Imaginen que a esta sigue otra pregunta totalmente extemporánea sobre el
derecho a la libertad de expresión de los miembros de la compañía (salen aún
más síes y aún menos noes). Imaginen que aún hay una tercera pregunta que
propone, ahí es nada, ¡que se renuncie a la representación de la obra en gesto
de apoyo a la libertad de expresión! Imaginen que no entienden ustedes la grotesca
relación entre las tres preguntas, que empieza a haber risas nerviosas en el
patio de butacas e incluso comentarios de espectadores que dicen que por ellos
que no se represente «ná». Imaginen que han pagado una entrada —no barata— para
asistir a tan lamentable espectáculo y que aún eso pretenden arrebatarles en
sus narices (porque si gana el «sí», todo quisque se va a casa). Imaginen a
cinco actores en escena riéndose de ustedes en su cara, a punto de embolsarse
el dinero de sus localidades en un ridículo y pueril juego de manos.
Imaginen que los
espectadores no son tan tontos y que votan mayoritariamente «no» (aunque no por
mucha ventaja), y que en consecuencia obligan a los actores a ganarse la cena.

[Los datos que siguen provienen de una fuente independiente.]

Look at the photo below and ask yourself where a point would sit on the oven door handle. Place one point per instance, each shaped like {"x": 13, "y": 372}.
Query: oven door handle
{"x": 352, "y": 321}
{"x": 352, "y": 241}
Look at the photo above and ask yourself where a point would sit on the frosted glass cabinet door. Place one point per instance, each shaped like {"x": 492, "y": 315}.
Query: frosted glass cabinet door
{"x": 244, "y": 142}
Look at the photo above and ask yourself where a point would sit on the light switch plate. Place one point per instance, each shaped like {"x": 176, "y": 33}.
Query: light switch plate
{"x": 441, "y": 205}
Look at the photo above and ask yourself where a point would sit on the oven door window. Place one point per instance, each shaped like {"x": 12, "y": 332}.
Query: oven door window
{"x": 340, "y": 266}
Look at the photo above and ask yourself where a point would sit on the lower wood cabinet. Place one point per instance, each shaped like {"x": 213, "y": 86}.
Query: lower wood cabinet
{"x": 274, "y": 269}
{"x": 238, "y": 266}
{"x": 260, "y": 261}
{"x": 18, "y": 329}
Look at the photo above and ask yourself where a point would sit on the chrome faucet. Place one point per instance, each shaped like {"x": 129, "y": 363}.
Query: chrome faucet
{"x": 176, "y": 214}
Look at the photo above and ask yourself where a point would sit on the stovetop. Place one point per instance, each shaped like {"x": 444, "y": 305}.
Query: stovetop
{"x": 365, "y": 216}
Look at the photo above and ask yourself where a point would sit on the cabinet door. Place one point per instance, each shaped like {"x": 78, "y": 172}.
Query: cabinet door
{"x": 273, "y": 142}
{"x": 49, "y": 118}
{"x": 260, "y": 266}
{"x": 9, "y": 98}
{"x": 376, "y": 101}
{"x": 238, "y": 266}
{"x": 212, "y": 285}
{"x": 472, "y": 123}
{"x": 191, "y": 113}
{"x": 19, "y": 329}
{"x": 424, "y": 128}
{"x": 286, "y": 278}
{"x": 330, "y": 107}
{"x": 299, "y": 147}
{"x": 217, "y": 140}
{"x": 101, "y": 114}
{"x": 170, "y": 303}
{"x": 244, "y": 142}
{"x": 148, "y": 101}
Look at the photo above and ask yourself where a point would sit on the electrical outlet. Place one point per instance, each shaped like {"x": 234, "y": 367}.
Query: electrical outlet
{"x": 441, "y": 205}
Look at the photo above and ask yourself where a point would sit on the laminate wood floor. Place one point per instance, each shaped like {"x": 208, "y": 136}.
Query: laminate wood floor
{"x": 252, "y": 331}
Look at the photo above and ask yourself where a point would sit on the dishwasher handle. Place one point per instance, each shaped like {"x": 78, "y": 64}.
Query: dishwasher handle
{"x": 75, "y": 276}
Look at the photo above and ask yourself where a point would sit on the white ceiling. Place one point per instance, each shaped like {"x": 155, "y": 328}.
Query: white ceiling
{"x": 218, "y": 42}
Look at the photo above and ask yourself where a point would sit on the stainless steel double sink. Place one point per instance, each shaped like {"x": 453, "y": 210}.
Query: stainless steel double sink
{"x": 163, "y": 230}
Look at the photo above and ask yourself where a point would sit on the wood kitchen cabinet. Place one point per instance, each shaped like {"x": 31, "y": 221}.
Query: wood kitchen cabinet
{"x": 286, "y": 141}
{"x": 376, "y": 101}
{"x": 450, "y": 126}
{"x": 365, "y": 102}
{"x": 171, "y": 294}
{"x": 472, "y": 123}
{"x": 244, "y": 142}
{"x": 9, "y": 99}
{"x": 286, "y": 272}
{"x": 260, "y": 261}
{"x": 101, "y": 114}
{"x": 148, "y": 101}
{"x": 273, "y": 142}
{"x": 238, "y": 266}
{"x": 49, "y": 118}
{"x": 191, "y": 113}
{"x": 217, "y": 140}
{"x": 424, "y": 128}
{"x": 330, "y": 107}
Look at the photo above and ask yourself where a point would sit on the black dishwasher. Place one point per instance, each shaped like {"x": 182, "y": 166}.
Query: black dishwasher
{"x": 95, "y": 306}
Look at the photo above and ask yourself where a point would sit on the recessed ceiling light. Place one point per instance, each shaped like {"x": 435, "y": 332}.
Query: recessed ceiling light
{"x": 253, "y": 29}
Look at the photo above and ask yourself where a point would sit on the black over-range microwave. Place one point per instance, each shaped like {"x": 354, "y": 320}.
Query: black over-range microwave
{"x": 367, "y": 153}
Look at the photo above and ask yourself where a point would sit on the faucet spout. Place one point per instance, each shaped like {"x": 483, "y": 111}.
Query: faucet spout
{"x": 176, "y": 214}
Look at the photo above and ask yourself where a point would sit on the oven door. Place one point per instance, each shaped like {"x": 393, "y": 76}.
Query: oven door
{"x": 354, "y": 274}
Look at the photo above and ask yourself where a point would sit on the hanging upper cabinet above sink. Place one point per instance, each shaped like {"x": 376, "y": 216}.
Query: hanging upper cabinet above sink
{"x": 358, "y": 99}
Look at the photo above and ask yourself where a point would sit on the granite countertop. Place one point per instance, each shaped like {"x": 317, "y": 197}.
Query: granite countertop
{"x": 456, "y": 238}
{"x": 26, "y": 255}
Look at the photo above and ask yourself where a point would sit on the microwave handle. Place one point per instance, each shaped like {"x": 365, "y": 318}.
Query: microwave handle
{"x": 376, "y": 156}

Imaginen que después de una breve representación en que se asiste a un Ibsen
jibarizado, el actor principal se aproxima al patio de butacas y ahí rompe
radicalmente con la obra, engarzando por los pelos y sin previo aviso un
extenso monólogo contra el sufragio universal. Imaginen —horror de horrores— que
tras el fin del monólogo aparecen unos individuos con micrófonos que instan a
los espectadores a dar su opinión en megafonía sobre el particular. Imaginen que
se entabla una cháchara improvisada y sin solidez alguna —en correspondencia
con la banalidad del monólogo precedente— en que se esgrimen argumentos como en
el salón ante la tele, o con los compis en el café, sin aludir a autor o
corriente de pensamiento o libro alguno. Imaginen que incluso hay un argentino
entre el público que se enfrasca en una errática intervención interminable y
que tras él —como era previsible, se ha hecho tarde— se da por terminado el
espectáculo. Imaginen que tras tan triste clausura, que no conclusión —pues qué
conclusión cabía esperarse de tan descabellado asunto—, y ya en la ansiada la
salida, les requieren como última bofetada la devolución de las
cartulinas-papeletas.
Imaginen que con la
excusa de la modernidad les quieren dar gato por liebre. No se dejen: no, ni
siquiera en este torpe siglo nuestro vale todo.